After getting off a 15 hour call day, all I want to do is write.
These past 2 weeks death has been on my mind a lot, more than it ever has been. I have always known that physicians counsel patients and families on dying, but actually being the one to do it is entirely different. How do you tell someone that their best medical option, the best thing you can offer them, is to die? As medical professionals, it is hard to say for a number of reasons. One, our goal is to keep patients alive, and admitting defeat and giving up can be difficult. Two, on a humane level, how do you go about conveying that message to a living breathing human being? You feel like you are destroying their hope, taking away what little fight they have left in them. It’s a highly unnatural and difficult conversation to have and yet so important and necessary in end of life care. It is really a privilege for physicians to be able to partake in what is arguably one of the most important discussions in a patient’s life.

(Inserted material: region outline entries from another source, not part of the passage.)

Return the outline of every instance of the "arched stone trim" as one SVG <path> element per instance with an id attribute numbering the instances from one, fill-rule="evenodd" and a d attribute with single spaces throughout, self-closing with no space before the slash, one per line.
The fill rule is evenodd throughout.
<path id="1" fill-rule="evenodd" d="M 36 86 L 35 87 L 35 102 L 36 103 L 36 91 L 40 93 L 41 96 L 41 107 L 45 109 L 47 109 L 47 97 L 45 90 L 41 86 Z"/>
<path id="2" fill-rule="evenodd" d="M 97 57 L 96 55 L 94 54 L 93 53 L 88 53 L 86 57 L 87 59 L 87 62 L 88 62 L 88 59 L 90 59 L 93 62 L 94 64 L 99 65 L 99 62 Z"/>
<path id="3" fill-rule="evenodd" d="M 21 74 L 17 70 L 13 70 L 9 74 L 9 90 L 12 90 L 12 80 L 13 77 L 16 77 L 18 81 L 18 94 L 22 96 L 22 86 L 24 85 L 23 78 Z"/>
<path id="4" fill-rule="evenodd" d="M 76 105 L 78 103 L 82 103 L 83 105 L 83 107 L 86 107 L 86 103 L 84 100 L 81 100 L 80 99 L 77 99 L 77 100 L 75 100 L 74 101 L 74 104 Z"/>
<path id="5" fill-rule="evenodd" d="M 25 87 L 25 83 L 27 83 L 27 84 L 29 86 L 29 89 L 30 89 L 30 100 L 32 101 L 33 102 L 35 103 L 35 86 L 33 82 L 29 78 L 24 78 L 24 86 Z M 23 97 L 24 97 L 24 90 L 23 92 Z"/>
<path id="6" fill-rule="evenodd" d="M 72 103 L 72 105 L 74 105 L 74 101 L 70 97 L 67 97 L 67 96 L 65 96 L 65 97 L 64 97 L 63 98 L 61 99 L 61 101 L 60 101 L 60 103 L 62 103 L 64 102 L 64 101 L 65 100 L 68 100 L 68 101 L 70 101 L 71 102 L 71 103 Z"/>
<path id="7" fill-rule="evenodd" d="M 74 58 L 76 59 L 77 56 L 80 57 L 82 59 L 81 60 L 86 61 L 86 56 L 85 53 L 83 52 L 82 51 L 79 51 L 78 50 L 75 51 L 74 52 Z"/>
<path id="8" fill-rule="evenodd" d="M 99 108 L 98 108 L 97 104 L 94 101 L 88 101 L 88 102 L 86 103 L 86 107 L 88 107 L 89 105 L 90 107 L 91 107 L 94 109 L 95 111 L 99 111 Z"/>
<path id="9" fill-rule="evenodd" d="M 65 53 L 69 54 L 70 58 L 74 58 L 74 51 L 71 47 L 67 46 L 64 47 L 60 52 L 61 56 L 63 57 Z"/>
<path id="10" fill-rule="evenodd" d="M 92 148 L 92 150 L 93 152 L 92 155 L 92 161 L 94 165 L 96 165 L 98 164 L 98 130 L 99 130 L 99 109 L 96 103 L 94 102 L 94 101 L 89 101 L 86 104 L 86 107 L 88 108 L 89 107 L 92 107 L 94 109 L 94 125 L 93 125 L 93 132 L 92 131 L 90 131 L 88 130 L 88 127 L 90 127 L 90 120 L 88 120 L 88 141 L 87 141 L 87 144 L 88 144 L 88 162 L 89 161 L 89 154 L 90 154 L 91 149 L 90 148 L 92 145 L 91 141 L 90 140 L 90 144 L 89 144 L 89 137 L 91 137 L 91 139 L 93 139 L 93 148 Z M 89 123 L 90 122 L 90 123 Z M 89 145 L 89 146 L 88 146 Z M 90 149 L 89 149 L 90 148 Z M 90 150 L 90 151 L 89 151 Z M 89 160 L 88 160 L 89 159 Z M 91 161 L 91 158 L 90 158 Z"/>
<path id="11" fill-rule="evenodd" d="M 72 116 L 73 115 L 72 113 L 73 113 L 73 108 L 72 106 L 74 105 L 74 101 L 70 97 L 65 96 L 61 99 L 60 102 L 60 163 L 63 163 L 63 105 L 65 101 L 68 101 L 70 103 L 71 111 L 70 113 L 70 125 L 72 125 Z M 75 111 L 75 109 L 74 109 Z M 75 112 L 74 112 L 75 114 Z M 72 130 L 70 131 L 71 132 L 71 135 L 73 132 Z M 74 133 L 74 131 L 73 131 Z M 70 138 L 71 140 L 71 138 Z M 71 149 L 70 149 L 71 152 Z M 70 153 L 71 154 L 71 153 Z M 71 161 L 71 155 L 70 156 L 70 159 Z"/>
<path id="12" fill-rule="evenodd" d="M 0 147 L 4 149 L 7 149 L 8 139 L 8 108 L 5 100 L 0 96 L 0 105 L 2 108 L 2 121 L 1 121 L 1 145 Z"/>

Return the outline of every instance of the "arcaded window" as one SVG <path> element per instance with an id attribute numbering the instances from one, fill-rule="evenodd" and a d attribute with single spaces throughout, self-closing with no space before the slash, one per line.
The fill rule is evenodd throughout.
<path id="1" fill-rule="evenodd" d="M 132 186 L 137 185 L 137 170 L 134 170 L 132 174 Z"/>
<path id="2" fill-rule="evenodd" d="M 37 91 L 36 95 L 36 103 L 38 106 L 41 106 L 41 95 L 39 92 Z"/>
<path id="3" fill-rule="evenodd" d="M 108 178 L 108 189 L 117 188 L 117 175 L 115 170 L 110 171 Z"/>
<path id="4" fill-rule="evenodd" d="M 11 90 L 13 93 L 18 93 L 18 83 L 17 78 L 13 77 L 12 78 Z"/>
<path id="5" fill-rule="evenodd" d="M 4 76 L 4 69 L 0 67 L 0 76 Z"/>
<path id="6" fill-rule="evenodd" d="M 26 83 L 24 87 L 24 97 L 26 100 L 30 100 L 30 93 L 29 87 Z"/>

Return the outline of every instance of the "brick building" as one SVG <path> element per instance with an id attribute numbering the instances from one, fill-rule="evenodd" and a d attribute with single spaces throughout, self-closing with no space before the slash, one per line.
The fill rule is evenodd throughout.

I have been thinking about my grandmother who passed away last June. She had been diagnosed with congestive heart failure back in 2011, and steadily declined throughout 2012. After multiple trips to the ER and spending weeks inpatient, she and my extended family decided that she did not want to live her last few months in a hospital, eating sodium restricted hospital food, never getting enough sleep, and constantly surrounded by strangers. She went home and lived the way she wanted to until she died in her own bed a few months later, surrounded by family. We had cut down on her medications substantially by then, and all she received at the end was morphine to help with the pain. My mom has expressed to me multiple times since then that she wants to be DNR/DNI (do not resuscitate, do not intubate), meaning that if she were to decline, she does not want a breathing tube or to be put on a ventilator, and she does not want CPR.
It’s hard for me personally because I am pro-medicine, pro-treatment. I want to try everything I possibly have in my arsenal for my patients because I want them to get better. Why stop an intervention if there’s a chance it can help? But what I’ve come to learn is that sometimes the price to pay to get a tiny bit of improvement far outweighs the benefits. At the end of the day, patients may decide to choose quality of life for a shorter period of time over trying to improve their medical prognoses. And that is an equally respectable and admirable decision. I know that as a future physician, what I say during these goals of care discussions can really sway a patient’s decision about further interventions. I just hope that I can compassionately but also rationally help patients navigate through the options until they decide on one that’s the best path for them. Someone did it once for my grandmother, and I know that it changed her life for the better.